How to do the perfect Javelin run-up. We have broken this down into three parts starting with a simple walking three-step approach and building to a full run-up. Part one is a walking approach aiming to develop a specific rhythm that will be maintained when greater speed is built upon the runway.
So now we are going to build up the run-up and the starting point is three steps. The very first stage is a 1, 2, 3 rhythm.
- The thrower starts with their feet together.
- Starting with the left foot for a right-handed thrower.
- The Javelin should be held back and high as you walk forward.
- Drive the outside heel up at the point of throw.
The heel goes up and out which takes the hips forward and starts to bring the body into the throw. Relax the arm and work off the legs with the 1, 2, 3 step rhythm.
Javelin specific rhythm
The next stage is to change the rhythm of the drill into a more Javelin specific rhythm which is 1………2..3 as opposed to the 1.2.3 even rhythm above.
- Feet together, starting with the left foot for a right-handed thrower.
- Throwing arm back and up, non-throwing arm up and forwards in the direction of the throw.
- Practice first without the Javelin to get the rhythm of the legs right. Then with the Javelin.
- Working off the legs with a nice relaxed arm position.
- Aim to drive the right foot in front of the left – crossing over rather than just skipping it to meet the front foot.
Javelin Drills – Run Up Part 2
In part 2 of the Javelin run -up we will progress onto a longer run-up by beginning to carry the Javelin overhead during the approach. This will enable a more normal running action. It doesn’t really matter if the point is up or down but round about horizontal is usual.
The Javelin is brought back gently over a couple of strides. There is no need to whip it back quickly. Then we are into the extended short run-up as demonstrated in part 1.
When doing practice throws initially it is not important if the thrower goes over the line although they should avoid running too far onto the grass or concrete at the end.
- Relax the arm
- Bring the arm back gently
- The throw should look effortless
- We are not trying to hit hard with the arm but it is all coming from the legs.
As confidence builds you can work on a full run-up. The maximum run-up allowed is 33m but for most athletes, particularly beginners this will not be necessary. Again, when practicing the run-up we are not throwing for distance but aiming to keep the upper body relaxed for as long as possible.
The focus to throw as soon as you land on the right foot after cross over is the dynamic hop movement first and extremely quickly.
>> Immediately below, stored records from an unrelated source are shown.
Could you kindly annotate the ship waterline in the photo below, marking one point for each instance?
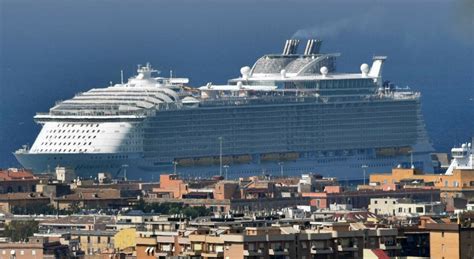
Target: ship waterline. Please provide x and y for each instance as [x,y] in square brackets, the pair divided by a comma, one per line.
[290,113]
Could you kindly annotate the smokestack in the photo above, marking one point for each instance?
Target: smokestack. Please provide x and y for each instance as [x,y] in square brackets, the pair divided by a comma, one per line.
[291,46]
[286,49]
[312,47]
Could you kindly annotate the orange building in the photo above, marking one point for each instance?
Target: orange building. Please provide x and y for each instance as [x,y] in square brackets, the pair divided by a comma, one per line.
[171,187]
[452,240]
[459,184]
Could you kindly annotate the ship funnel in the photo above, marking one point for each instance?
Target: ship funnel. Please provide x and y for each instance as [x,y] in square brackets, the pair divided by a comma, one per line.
[376,68]
[312,47]
[290,47]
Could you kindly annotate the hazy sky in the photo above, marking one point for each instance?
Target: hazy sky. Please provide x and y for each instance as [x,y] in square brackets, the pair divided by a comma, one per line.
[50,50]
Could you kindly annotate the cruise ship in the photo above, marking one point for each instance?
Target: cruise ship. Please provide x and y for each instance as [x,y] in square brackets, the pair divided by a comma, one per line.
[289,113]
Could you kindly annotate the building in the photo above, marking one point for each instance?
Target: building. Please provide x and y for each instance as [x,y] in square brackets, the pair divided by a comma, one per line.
[457,182]
[65,174]
[22,201]
[361,198]
[17,180]
[36,247]
[452,240]
[171,186]
[404,207]
[91,198]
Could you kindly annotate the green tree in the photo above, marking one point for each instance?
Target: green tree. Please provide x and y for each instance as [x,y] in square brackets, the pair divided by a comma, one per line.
[20,230]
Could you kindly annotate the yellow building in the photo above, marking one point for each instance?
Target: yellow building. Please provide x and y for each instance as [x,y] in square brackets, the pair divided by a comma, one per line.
[452,240]
[125,238]
[459,184]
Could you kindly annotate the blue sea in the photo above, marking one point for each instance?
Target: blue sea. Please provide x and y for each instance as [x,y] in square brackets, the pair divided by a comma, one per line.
[50,50]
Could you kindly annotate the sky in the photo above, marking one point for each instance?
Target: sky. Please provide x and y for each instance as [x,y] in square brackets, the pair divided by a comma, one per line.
[52,49]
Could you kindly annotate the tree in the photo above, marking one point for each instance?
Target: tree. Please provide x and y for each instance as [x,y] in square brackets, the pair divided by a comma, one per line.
[20,230]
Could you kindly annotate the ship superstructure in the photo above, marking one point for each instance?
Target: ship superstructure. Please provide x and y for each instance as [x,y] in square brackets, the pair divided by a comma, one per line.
[289,113]
[463,158]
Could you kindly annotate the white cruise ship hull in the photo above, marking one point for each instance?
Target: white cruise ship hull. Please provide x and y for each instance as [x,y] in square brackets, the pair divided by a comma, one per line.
[343,167]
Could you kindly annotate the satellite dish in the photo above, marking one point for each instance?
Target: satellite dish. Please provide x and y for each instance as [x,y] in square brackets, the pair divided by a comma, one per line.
[324,71]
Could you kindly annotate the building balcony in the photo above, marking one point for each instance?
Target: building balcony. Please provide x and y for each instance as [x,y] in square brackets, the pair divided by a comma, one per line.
[390,246]
[278,252]
[323,250]
[192,253]
[258,252]
[353,248]
[213,254]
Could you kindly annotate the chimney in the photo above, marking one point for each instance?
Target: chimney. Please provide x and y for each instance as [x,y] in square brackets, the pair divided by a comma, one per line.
[291,46]
[312,47]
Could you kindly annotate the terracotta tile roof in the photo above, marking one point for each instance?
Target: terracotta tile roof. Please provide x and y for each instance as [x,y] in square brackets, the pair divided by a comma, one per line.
[22,196]
[91,194]
[15,174]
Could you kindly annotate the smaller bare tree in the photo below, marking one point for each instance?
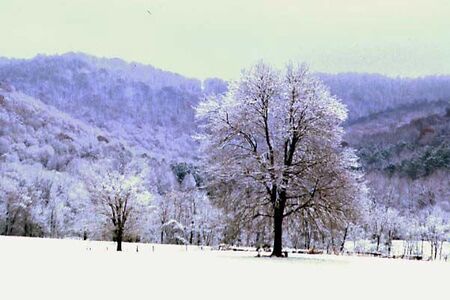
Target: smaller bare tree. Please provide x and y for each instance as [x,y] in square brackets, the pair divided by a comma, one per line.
[120,199]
If this is done correctly, the rest will follow.
- No forcing it
- Feel the rhythm
- Be relaxed all the way, particularly with the upper body.
- The front leg should be solid as you throw.
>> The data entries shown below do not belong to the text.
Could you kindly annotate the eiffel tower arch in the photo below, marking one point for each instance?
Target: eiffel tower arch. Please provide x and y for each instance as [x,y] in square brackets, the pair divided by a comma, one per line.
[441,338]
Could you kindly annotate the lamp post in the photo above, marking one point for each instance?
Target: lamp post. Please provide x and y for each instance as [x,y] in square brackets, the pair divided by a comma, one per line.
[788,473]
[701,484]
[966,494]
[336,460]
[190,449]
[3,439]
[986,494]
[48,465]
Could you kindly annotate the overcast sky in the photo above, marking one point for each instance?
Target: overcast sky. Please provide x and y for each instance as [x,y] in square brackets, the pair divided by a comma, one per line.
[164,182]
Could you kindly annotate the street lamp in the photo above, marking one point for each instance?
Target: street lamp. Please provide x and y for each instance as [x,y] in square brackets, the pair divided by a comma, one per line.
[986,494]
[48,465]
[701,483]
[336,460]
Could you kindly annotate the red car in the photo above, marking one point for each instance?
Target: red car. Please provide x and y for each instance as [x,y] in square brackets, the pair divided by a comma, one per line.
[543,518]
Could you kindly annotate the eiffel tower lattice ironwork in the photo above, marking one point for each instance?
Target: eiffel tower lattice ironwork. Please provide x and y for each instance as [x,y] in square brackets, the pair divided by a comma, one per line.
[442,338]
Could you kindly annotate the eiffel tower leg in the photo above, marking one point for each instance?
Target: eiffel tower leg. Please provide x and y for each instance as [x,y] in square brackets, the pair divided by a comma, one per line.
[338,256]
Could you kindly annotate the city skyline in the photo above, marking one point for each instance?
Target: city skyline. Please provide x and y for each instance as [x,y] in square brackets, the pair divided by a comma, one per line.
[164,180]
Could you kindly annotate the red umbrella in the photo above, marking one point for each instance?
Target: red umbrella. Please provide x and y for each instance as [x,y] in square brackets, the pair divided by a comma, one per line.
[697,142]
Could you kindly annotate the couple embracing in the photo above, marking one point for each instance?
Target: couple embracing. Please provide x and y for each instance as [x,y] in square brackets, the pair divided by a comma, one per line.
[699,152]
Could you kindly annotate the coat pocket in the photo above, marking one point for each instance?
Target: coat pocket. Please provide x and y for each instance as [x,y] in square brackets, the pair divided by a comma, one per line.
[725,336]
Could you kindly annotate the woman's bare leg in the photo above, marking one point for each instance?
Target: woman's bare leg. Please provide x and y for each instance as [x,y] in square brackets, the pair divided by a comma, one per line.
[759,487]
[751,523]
Javelin Drills – Run Up Part 3
This is a drill for the perfect run-up. It doesn’t really matter if the point is slightly up or slightly down but it does matter if it is pointing sideways as this is likely to result in flight errors. The shoulder should be relaxed and you should aim to have good control over the point of the Javelin.
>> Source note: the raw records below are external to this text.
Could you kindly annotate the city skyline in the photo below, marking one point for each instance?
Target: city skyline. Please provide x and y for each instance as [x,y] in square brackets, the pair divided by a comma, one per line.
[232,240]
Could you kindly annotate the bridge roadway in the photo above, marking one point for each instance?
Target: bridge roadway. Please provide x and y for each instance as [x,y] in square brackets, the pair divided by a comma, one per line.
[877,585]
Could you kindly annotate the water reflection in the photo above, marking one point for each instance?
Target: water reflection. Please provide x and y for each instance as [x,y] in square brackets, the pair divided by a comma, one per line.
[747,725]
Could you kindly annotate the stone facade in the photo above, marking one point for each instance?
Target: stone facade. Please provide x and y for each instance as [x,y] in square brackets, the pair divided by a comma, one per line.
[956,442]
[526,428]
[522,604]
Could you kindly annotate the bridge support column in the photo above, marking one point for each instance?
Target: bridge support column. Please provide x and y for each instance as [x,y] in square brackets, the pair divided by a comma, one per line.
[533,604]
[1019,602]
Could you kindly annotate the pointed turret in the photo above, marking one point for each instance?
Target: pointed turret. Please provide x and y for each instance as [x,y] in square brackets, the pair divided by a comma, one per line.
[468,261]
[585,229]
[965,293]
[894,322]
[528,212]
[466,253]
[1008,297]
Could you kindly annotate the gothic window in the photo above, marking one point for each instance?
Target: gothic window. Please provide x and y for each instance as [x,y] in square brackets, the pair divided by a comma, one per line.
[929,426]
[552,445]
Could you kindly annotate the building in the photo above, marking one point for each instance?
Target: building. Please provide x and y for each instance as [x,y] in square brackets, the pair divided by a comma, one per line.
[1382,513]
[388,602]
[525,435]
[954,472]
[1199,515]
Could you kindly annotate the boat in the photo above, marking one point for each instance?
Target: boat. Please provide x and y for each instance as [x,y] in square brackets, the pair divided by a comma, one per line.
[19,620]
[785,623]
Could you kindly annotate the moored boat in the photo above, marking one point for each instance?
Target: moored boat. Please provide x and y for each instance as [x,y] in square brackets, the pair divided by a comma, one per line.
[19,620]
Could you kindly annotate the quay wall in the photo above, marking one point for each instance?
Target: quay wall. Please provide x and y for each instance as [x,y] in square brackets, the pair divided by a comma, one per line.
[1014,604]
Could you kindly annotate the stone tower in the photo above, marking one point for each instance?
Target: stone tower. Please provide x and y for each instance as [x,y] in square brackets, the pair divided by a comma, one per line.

A common error is moving the point around whilst running up. If this happens then when you draw the Javelin back ready to throw it could end up pointing out to the left or right. The correct technique is to keep the shoulder relaxed and the point perfectly still as you run-up.
We progress the drill to running and drawing the Javelin back. A common mistake at this stage is to lose point control, the Javelin points upwards because the arm drops. The result of this would be a very high throw, probably landing tail first or if the arm is low then the tip would go to the left and the tail would go to the right for a right-handed thrower. This could also place excess strain on the elbow causing injury.
The correct technique would be a good start position, keeping the point still and Javelin right by the head.
This drill is made more challenging and progressed further by changing the foot pattern to a cross over. The same principles about keeping the point still apply.